Which scientists are pushing this gain of function - nearly all agree with Fauci that it wasn't. They weren't creating viruses that could go from not infecting humans to ones that do, they were taking viruses that already can infect humans and testing them on other animals. That is a big difference. It's all so silly. Should this type of research be carefully monitored and safety be of the utmost importance? Yes. Should they stop gain of uncition research? No, not unless you want to leave humanity susceptible to a pandemic someday that we won't know how to fight back
I know conservatives who are vaxxed, and I know liberals who refuse to do so. Conservatives and liberals who don't get vaxxed have bought into fears and propaganda. They aren't dumb. They aren't selfish. And they don't need to be shamed. But they are making a very bad choice for themselves and the rest of society. They are putting their life at risk, and they are putting other people lives at risk. This isn't a judgement, it's a fact. Let me just make that clear - it's a fact. There's no dispute on that unless you are the type to dispute that the earth is flat vs round. There is no valid reason for not getting vaxxed. None. The only reasons not to get vaxxed is because you have fear from ignorance, you buy into the propaganda, or it's political. That's it. The fact that you have to say, "personal reasons" demonstrates that there is no rational reason.
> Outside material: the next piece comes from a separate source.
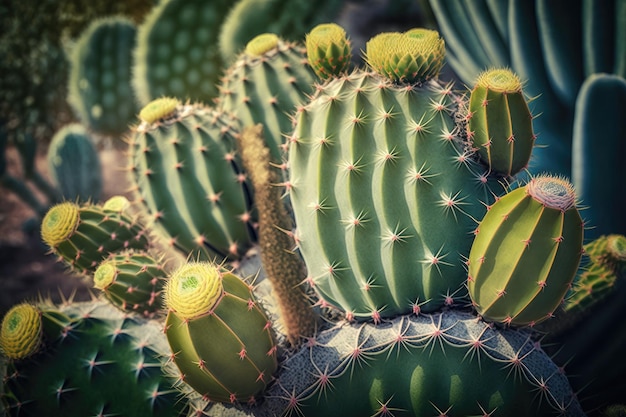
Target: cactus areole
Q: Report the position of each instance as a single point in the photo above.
(526, 253)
As for generalizations - yes most of the people who refuse the vaccine Trump supporters, the data tells us that. But you are right, people across all spectrums don't get vaxxed. Whether you want to call them stupid or not is up to others, but I don't because many are people I respect, even though they are sadly misguided. Do I respect people for their decision to not get vaxxed? Absolutely not. It's a bad decision and demonstrates how bad people are at evaluating risk. Do I abuse them for making that decision? No, because even though I think their decision is terrible, they already know how I think and nothing I can say will change their mind, so what's the point?